This article shows the application of Workflowsets to time series analysis, through the package sknifedatar. It is an extension of the Modeltime ecosystem. The presented use case corresponds to USgas package data: US monthly natural gas consumption by residential consumers by state and aggregate level between 1989 and 2020.
Workflowsets1 📦 is a recent tidymodels2 📦 package that allows to create and easily fit combinations of preprocessors (e.g., formula, recipe, etc) and model specifications.
Using this tidy approach we’ve developed an adaptation that allows us to extend the use of workflowsets to the analysis of time series.
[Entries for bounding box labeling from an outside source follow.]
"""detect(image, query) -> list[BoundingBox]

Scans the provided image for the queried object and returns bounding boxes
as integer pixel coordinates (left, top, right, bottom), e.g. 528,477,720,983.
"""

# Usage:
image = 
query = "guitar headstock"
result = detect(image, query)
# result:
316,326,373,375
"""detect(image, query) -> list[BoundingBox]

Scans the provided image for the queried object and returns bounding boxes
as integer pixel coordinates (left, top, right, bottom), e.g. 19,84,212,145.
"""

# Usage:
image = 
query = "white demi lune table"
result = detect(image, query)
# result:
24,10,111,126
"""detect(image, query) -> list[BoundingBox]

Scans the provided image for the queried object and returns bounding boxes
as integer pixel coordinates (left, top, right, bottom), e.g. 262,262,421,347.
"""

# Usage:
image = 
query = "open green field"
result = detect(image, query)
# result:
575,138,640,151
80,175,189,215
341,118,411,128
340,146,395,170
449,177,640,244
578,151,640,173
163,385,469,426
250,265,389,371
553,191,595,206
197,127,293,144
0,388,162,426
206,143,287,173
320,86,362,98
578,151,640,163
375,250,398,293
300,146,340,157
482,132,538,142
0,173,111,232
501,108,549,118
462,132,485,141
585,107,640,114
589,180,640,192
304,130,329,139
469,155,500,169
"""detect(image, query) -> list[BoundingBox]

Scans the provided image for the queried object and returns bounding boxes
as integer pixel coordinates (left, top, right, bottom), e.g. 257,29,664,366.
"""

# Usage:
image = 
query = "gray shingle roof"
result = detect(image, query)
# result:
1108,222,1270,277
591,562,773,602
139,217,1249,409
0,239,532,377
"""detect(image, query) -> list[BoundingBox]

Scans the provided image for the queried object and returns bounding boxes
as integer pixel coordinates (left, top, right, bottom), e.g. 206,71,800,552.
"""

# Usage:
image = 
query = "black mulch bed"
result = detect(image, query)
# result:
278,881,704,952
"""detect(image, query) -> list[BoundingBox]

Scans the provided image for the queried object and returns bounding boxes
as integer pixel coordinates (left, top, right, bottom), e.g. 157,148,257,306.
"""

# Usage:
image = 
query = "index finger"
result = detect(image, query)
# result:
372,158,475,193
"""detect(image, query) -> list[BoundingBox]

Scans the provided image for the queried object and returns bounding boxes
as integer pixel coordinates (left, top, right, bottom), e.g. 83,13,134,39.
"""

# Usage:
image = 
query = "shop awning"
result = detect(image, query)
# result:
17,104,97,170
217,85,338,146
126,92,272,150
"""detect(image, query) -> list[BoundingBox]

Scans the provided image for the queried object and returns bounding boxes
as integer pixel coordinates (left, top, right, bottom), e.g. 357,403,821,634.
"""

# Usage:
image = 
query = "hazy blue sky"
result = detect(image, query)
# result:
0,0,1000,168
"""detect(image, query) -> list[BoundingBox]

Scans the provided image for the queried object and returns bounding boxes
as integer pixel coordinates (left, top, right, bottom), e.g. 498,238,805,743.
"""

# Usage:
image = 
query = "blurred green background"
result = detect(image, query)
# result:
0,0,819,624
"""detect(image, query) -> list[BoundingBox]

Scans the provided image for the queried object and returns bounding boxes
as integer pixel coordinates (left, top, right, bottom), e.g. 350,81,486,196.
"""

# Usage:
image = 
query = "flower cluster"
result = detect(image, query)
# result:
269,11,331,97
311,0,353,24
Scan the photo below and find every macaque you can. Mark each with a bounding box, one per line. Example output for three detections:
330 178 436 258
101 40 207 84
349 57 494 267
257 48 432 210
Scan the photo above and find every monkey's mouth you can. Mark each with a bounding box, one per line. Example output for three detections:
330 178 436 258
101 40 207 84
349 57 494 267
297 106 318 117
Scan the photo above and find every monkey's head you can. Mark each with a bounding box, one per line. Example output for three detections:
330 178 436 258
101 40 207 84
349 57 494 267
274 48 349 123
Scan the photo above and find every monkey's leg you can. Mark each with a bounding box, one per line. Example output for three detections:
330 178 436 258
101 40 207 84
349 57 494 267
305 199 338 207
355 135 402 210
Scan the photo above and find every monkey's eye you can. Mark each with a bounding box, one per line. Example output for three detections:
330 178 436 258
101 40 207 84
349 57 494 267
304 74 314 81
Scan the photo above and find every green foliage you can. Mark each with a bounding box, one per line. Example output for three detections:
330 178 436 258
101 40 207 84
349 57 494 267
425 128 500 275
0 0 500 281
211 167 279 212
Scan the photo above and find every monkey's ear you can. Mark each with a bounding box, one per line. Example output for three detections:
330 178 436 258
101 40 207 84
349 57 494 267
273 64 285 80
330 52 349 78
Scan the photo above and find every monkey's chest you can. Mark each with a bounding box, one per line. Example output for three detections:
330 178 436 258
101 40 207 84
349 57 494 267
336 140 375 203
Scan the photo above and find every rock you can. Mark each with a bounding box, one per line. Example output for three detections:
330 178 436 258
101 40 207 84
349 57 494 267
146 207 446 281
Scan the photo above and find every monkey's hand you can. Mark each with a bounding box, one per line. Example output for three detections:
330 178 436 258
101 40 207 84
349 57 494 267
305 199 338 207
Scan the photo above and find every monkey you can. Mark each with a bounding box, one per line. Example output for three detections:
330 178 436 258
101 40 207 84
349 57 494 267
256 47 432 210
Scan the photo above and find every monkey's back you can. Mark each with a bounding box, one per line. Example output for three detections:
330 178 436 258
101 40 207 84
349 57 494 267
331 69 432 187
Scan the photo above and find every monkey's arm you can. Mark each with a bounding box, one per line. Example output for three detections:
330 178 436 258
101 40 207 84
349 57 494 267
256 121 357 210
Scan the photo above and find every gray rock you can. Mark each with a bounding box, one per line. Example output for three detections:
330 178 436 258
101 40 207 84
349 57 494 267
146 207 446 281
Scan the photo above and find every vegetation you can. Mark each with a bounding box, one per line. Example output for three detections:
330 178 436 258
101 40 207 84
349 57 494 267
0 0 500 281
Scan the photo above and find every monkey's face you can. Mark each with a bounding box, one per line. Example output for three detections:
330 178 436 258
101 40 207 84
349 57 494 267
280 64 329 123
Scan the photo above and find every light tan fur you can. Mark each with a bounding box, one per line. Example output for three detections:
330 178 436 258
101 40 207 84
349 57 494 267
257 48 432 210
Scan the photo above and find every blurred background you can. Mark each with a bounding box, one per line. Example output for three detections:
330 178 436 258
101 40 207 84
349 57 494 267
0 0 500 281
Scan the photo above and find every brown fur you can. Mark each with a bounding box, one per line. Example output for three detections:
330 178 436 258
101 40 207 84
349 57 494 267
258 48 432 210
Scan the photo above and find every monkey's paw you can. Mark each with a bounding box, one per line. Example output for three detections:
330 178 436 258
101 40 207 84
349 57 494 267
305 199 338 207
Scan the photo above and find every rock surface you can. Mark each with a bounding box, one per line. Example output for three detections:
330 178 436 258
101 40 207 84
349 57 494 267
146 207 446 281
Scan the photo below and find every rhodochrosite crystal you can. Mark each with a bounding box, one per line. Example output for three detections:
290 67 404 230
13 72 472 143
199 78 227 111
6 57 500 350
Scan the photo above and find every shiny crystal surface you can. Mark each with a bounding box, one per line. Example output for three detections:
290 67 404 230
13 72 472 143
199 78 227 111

The connection is made through the sknifedatar3 📦 package (that serves primarily as an extension to the modeltime framework), which allows linking the modeltime4 ecosystem with workflowsets.
At a general level, this is the modeling scheme:
This article includes a new sknifedatar functionality. The fitting of a Workflowset on multiple time series 🤩 (individual series, not panel), with an approach similar to that of our previous publication, Multiple Models Over Multiple Time Series: A Tidy Approach.
The necessary libraries are imported.
For data manipulation we used the tidyverse5 📦 ecosystem.
For this example, time series data from the US monthly natural gas consumption by residential consumers by state and aggregate level between 1989 and 2020 is used. This data is available in the USgas6 package 📦.
data_states <- USgas::us_residential %>% rename(value=y) %>%
filter(date <='2020-09-01')
🔹 The dataset includes data for the following states:
Alabama, Alaska, Arizona, Arkansas, California, Colorado, Connecticut, Delaware, District of Columbia, Florida, Georgia, Hawaii, Idaho, Illinois, Indiana, Iowa, Kansas, Kentucky, Louisiana, Maine, Maryland, Massachusetts, Michigan, Minnesota, Mississippi, Missouri, Montana, Nebraska, Nevada, New Hampshire, New Jersey, New Mexico, New York, North Carolina, North Dakota, Ohio, Oklahoma, Oregon, Pennsylvania, Rhode Island, South Carolina, South Dakota, Tennessee, Texas, U.S., Utah, Vermont, Virginia, Washington, West Virginia, Wisconsin and Wyoming
We’ve decided to select Nevada, Maine, Hawaii and West Virginia, since gas consumption has not been as homogeneous among them, this allows us to better understand the use case of time series adjustment of models.
👉 In this article we will focus on one of these series. In the next section we will focus on the rest of them.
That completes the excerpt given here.